I mentioned the reaction that I had had from an important official in the Ministry of Information with regard to ANIMAL FARM. I must confess that this expression of opinion has given me seriously to think. My reading of the manuscript gave me considerable personal enjoyment and satisfaction but I can see now that it might be regarded as something which it was highly ill-advised to publish at the present time. I think the choice of pigs as the ruling caste will no doubt give offense to many people, and particularly to anyone who is a bit touchy, as undoubtedly the Russians are . . .

He guessed immediately what had happened: the Ministry of Information had been penetrated by the communists. Everyone knew the literary world was full of silent party members who were as good as Soviet agents, their ultimate allegiance being to Russia. This racket of writers worshipping Stalin had been going on since at least the early thirties, and now even the Tories were too gormless to insult him. It wasn’t that long ago they wouldn’t insult Hitler. He seethed. To hell with them! Why not publish the story himself, as Swift would have done? His anarchist friends would have some paper hidden away for the revolution. He collected everything of value he could fit into two suitcases; the rest would have to wait.

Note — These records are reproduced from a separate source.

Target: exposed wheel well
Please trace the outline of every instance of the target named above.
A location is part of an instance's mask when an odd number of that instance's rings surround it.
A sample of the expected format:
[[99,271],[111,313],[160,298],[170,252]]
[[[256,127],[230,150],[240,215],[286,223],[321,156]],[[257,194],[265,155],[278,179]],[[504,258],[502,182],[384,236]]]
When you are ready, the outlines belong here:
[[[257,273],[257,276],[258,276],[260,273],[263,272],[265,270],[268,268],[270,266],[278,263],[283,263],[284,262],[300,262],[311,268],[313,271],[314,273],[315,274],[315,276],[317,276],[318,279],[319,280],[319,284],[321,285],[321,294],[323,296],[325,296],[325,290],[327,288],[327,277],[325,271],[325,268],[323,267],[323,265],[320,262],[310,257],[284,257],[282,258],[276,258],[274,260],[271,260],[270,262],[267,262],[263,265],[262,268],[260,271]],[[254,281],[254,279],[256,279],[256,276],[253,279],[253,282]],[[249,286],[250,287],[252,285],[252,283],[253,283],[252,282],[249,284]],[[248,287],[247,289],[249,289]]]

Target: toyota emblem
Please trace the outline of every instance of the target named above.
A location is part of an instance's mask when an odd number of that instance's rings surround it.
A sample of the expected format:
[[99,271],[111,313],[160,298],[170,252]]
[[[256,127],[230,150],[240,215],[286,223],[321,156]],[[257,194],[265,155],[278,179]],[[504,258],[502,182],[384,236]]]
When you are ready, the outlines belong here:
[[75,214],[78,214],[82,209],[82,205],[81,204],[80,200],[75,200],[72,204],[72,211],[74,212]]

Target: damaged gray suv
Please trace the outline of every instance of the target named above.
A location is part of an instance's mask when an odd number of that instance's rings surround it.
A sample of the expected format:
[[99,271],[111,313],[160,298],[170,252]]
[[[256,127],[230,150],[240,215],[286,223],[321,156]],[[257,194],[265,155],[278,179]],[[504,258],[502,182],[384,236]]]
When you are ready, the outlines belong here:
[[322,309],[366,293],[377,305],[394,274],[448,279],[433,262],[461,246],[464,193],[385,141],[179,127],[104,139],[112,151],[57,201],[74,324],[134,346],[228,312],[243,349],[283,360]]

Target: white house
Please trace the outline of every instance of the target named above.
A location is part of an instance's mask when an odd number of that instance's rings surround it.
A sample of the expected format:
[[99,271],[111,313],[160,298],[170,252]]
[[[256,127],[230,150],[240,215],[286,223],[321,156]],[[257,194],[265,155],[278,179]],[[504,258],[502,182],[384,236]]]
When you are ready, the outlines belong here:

The summer had turned baking hot, and his journey across London was sapping. The war was as good as won, everyone thought, with the fascists in retreat on all fronts and the church bells ringing out victory after victory. Yet he had a strange feeling that the fighting would never end. Each advance brought fresh horrors: new weapons to cower from, and new stories of atrocities in the east that would whip the British population to new heights of patriotic indignation.

At a Lyons tea house he sat down to rest, pulled out the typescript and wrote a fresh covering letter by hand.

This MS has been blitzed which accounts for my delay in delivering it. If you read this MS yourself you will see its meaning is not an acceptable one at the moment, but I could not agree to make any alterations. Cape or the M.O.I., I am not certain which from the wording of his letter, made the imbecile suggestion that some other animal than the pigs might be made to represent the Bolsheviks. I could not of course make any change of that description.

He stopped at the post office, bought an envelope and posted it to T.S. Eliot, c/- Faber & Faber, 24 Russell Square, Bloomsbury, London, WC1.

*

Four weeks passed. He opened the mid-morning post before heading out to Tribune, where he had a new job as literary editor. There was a letter from Faber:

We have no conviction that this is the right point of view from which to criticise the political situation at the present time . . . After all, your pigs are far more intelligent than the other animals, and therefore best qualified to run the farm – in fact, there couldn’t have been an Animal Farm at all without them; so that what was needed, (someone might argue), was not more communism but more public-spirited pigs . . . I am very sorry, because whoever publishes this will naturally have the opportunity of publishing your future work: and I have a regard for your work, because it is good writing of fundamental integrity. Miss Shelden will be sending you the script under separate cover.

So much for the judgement of the great T.S. Eliot! At the start of the war, he’d accused Eliot of having a soft preference for fascism, and now here he was, in thrall to the Reds. Circus dogs jump when the trainer cracks his whip, he thought, but the really well-trained dog is the one that somersaults before the whip appears. He had one more publisher on his list. He made for the city.